En 2023, une vidéo virale sur les réseaux sociaux montrait un soldat russe tirant sur un soldat ukrainien après que celui-ci ait crié « Gloire à l’Ukraine ».

Les enquêteurs ukrainiens ont également fait état de cas de meurtres extrêmement brutaux, notamment de décapitations, dont les images ont circulé sur les réseaux sociaux russes.

Des soldats ukrainiens sortent d'un bus après leur retour de captivité après un échange de prisonniers de guerre dans la région de Tchernyhiv, le 5 juin 2026.
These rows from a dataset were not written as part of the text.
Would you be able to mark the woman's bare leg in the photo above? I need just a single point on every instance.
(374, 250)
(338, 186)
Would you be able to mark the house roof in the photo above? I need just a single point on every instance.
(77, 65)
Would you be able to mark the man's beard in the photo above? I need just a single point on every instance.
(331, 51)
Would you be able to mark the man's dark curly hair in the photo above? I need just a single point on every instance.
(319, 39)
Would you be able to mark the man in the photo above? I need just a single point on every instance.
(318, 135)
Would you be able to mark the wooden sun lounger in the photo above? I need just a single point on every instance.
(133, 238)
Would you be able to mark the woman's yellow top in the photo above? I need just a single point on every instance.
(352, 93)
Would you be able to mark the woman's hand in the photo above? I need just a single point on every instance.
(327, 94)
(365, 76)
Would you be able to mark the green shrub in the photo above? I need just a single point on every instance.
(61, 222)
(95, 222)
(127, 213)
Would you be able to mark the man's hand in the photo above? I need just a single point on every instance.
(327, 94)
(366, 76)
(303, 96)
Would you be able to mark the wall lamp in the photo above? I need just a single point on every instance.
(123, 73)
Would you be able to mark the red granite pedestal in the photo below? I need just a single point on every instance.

Des soldats ukrainiens sortent d’un bus après leur retour de captivité après un échange de prisonniers de guerre dans la région de Tchernyhiv, le 5 juin 2026.


Jusqu’à présent, seuls cinq soldats russes ont été condamnés en Ukraine, dont deux par contumace, a déclaré à l’AFP le procureur Atamantchuk.

La complexité des enquêtes, due au manque d’accès aux zones de combat, complique les procédures judiciaires.

Il n’a pas perdu l’espoir de « rendre un jour justice » aux familles, ne serait-ce qu’en leur communiquant « les noms de ceux qui ont tué leurs proches ».

Pour Dubnytska, connaître l’identité de l’assassin de son mari serait « insensé », a-t-elle déclaré.

« Je ne sais pas en quoi cela me soulagerait, même si je savais un jour qui l’a fait. »

Les autorités russes n’ont pas répondu à une demande de l’AFP de commenter ces allégations.